Spółka Rafako, będąca jednym z największych pracodawców w Raciborzu, zdecydowała się na złożenie wniosku o upadłość. Decyzja ta wynika z trwałej utraty zdolności do spłaty zobowiązań, co zarząd firmy określił jako jedyne możliwe rozwiązanie dla ochrony interesów wierzycieli, akcjonariuszy i pracowników. Co to oznacza dla 900 zatrudnionych oraz przyszłości spółki, która od lat pełniła kluczową rolę w polskim przemyśle energetycznym?
Powody upadłości Rafako
W komunikacie giełdowym Rafako podano, że główną przyczyną decyzji o upadłości jest niemożność uzgodnienia zasad konwersji zobowiązań wobec kluczowych wierzycieli. Firma nie była w stanie porozumieć się co do warunków restrukturyzacji długu, co miało kluczowe znaczenie dla jej zdolności do pozyskiwania zewnętrznego finansowania na przyszłe projekty.
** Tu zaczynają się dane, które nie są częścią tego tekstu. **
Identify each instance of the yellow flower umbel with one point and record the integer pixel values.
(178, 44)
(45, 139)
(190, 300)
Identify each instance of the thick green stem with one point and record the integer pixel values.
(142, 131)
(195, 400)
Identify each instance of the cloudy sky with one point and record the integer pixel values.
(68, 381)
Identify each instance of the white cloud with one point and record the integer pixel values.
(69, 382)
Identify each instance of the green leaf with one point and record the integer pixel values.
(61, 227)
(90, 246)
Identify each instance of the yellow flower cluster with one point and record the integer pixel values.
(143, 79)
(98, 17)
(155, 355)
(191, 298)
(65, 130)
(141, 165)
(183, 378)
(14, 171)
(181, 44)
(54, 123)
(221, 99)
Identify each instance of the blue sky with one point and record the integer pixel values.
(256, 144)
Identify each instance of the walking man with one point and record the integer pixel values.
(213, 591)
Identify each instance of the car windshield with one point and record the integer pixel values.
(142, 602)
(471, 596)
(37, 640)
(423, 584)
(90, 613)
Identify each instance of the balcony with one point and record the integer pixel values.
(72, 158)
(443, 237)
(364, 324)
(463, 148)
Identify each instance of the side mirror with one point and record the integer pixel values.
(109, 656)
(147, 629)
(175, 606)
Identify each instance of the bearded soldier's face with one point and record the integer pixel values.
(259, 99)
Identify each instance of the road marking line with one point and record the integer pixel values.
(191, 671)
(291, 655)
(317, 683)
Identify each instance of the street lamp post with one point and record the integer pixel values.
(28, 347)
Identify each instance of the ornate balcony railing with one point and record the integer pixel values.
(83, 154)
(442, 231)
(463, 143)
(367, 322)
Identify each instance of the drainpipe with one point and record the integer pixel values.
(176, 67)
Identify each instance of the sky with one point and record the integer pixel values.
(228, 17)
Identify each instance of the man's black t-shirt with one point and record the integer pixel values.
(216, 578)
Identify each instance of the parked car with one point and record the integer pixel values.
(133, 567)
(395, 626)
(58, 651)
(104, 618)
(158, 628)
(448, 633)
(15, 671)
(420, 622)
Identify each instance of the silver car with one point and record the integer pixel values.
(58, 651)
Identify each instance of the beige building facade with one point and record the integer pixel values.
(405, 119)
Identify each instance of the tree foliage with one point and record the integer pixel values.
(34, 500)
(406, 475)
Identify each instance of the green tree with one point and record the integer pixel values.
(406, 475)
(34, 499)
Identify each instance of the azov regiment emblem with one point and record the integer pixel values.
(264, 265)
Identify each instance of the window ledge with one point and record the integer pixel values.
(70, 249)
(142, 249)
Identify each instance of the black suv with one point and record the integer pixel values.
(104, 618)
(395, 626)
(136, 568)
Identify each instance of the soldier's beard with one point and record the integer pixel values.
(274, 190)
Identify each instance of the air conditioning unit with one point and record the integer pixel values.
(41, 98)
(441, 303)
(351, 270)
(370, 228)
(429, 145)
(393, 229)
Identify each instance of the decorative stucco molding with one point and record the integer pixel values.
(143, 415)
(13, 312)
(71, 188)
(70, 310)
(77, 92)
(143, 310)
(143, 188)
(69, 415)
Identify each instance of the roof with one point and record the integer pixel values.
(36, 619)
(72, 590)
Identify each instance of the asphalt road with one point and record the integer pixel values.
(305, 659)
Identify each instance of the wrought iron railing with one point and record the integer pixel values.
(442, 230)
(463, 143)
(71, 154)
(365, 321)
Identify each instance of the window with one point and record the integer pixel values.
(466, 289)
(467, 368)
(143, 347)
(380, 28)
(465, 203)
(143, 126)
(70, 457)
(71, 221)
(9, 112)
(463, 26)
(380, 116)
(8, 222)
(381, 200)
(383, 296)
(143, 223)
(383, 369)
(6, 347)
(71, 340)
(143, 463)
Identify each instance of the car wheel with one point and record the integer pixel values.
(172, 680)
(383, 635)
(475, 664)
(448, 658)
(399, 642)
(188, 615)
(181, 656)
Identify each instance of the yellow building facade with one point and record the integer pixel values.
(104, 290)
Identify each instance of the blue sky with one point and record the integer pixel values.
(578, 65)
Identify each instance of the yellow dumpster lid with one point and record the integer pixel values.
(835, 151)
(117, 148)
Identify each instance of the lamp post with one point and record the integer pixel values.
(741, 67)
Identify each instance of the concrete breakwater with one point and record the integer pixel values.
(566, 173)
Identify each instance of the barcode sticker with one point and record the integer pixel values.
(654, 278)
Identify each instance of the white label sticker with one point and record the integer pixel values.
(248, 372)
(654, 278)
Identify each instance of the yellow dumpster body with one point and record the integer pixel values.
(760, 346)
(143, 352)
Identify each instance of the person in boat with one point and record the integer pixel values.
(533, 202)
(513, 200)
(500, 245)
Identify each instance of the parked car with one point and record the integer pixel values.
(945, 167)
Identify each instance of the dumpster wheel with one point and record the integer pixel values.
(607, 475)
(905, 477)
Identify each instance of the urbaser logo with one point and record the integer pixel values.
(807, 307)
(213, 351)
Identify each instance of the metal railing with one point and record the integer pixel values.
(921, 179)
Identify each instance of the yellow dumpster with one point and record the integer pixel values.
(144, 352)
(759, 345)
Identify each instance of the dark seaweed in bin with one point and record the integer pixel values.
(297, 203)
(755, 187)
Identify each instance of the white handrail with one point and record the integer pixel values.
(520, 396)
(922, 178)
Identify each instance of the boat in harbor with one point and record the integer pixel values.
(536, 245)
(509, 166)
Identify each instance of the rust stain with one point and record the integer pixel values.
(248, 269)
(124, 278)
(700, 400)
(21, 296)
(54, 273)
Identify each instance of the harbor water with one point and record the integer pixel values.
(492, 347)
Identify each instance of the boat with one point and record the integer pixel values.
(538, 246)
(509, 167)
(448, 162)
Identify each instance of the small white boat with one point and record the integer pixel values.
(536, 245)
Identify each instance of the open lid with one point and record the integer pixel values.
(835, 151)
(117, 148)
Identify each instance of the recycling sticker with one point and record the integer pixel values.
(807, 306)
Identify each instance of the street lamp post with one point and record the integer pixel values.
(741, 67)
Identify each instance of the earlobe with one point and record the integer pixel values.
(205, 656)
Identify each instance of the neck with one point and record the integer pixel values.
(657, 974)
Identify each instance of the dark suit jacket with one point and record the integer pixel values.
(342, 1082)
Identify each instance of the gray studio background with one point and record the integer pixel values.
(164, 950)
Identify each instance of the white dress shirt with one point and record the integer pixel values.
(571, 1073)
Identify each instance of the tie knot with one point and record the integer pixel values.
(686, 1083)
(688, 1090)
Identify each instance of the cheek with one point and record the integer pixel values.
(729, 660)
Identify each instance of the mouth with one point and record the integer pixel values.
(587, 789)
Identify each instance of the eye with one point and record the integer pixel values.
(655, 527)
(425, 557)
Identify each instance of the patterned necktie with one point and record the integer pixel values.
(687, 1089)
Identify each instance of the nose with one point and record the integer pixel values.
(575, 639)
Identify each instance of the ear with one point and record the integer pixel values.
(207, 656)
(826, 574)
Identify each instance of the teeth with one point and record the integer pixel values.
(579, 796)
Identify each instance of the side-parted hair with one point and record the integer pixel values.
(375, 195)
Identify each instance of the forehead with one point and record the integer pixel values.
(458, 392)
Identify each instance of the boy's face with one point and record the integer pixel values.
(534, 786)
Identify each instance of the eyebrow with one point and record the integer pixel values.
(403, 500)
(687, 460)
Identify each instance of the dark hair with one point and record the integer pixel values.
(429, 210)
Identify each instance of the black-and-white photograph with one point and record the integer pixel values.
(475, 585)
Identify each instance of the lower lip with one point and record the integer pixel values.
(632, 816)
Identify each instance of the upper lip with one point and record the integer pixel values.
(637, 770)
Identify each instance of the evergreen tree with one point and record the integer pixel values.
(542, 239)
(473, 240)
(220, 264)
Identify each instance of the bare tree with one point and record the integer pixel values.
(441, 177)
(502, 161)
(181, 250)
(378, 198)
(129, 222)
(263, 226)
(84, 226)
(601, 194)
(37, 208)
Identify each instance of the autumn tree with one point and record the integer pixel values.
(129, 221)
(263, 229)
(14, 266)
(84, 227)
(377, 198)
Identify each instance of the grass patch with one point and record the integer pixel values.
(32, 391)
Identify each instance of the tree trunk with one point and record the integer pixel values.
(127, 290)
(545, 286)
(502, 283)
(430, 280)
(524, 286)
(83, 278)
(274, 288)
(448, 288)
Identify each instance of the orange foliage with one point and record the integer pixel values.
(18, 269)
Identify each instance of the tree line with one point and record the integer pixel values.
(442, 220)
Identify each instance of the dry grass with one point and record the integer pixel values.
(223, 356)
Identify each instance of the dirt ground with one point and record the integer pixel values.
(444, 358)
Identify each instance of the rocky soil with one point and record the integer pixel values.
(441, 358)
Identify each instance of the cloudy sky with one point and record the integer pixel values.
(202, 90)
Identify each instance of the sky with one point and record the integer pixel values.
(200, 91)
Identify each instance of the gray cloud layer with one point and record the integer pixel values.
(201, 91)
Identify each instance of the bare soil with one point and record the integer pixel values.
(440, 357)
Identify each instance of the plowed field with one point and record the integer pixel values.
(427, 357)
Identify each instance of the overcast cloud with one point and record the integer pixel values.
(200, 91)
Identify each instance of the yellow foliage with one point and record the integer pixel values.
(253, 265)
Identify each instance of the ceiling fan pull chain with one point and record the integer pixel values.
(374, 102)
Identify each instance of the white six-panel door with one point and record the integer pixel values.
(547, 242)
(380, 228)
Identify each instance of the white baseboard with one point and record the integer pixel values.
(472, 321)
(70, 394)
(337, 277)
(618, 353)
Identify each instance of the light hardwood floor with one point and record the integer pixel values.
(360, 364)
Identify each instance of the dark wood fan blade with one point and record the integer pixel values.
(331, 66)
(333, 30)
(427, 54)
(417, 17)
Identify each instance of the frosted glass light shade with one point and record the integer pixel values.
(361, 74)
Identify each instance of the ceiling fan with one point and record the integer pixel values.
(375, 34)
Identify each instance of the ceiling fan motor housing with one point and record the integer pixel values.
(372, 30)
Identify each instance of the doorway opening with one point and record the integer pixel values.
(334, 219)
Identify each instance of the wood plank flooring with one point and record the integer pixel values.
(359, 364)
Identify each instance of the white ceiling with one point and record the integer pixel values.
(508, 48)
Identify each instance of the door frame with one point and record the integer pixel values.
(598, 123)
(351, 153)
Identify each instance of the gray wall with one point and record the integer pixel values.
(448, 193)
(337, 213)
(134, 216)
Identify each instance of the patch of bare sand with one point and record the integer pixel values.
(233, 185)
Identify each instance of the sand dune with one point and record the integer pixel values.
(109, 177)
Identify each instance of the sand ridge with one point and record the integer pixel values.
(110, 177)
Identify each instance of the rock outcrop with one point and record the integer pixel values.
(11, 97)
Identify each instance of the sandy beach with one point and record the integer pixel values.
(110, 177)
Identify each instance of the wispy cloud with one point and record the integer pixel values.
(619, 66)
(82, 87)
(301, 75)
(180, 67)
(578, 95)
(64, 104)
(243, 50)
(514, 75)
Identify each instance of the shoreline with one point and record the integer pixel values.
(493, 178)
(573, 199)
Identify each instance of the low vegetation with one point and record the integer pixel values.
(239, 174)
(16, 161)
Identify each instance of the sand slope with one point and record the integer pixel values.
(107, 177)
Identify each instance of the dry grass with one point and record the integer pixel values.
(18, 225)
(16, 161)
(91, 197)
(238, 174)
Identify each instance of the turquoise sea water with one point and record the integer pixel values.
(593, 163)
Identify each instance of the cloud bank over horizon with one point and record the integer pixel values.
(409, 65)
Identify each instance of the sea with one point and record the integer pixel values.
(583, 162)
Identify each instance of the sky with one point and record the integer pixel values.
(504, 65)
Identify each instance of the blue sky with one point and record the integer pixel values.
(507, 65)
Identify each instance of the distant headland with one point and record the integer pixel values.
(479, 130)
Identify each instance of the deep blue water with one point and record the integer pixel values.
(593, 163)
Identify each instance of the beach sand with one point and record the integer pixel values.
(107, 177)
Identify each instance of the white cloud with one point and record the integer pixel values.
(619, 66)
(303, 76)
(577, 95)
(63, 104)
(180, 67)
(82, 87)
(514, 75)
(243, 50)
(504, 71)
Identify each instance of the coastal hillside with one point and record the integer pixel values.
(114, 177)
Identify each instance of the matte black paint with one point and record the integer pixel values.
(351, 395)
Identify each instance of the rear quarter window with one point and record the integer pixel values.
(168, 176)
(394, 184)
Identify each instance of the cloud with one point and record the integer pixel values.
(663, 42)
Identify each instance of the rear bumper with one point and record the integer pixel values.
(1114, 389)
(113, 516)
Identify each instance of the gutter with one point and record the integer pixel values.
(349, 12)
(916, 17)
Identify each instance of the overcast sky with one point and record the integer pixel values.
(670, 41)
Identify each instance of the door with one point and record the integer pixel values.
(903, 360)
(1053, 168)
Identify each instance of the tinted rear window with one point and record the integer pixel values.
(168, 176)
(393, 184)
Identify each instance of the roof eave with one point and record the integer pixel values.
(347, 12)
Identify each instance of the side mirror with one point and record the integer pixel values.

Jednym z głównych problemów, które doprowadziły do obecnej sytuacji, było wykonanie bloku energetycznego o mocy 910 MW dla elektrowni w Jaworznie. Projekt ten, kosztujący ponad 6 miliardów złotych, napotkał liczne opóźnienia i usterki techniczne, co stało się przedmiotem sporu między Rafako a Tauronem, odbiorcą projektu. Mimo zawarcia ugody między stronami, która zakończyła spór, spółka nie zdołała odbudować swojej płynności finansowej.
Ugoda z Tauronem i pogorszenie sytuacji finansowej
Ugoda z Tauronem przewidywała wypłatę 240 milionów złotych, które pochodziły od gwarantów takich jak PKO BP, BGK, mBank i PZU, co spowodowało, że te instytucje stały się wierzycielami Rafako. Niestety, spółka nie była w stanie porozumieć się w sprawie redukcji zadłużenia, co doprowadziło do pogorszenia jej sytuacji finansowej. Dodatkowo, zakończenie mediacji z JSW KOKS S.A. w sprawie postępowania mediacyjnego wpłynęło negatywnie na bieżącą płynność spółki, co ostatecznie skłoniło zarząd do złożenia wniosku o upadłość.
Co z 900 pracownikami?
Rafako zatrudnia około 900 osób, co czyni ją jednym z największych pracodawców w regionie Raciborza. Dla pracowników decyzja o upadłości może być szokiem, a ich przyszłość stoi pod znakiem zapytania. Złożenie wniosku o upadłość nie oznacza jednak natychmiastowego zakończenia działalności spółki – proces restrukturyzacji może jeszcze pozwolić na uratowanie części miejsc pracy, jednak wszystko zależy od decyzji sądu oraz strategii przyjętej przez zarząd.
Co dalej dla Rafako?
Rafako, jako wykonawca bloków energetycznych i producent urządzeń dla sektora energetycznego, odgrywało ważną rolę na polskim rynku. Upadłość tak dużej firmy może mieć poważne konsekwencje dla branży energetycznej, zwłaszcza w kontekście realizacji przyszłych projektów infrastrukturalnych. Możliwe scenariusze to likwidacja spółki, restrukturyzacja lub przejęcie przez inny podmiot. W każdym przypadku, sytuacja wymaga szybkiego działania, aby zminimalizować straty zarówno dla wierzycieli, jak i pracowników.
Upadłość Rafako to efekt lat problemów finansowych i niemożności porozumienia z wierzycielami. Dla 900 pracowników oraz całej branży energetycznej, decyzja ta rodzi liczne pytania o przyszłość. Czy Rafako uda się uratować przez restrukturyzację, czy też czeka ją likwidacja? To kluczowe pytanie, na które odpowiedź poznamy w najbliższych tygodniach.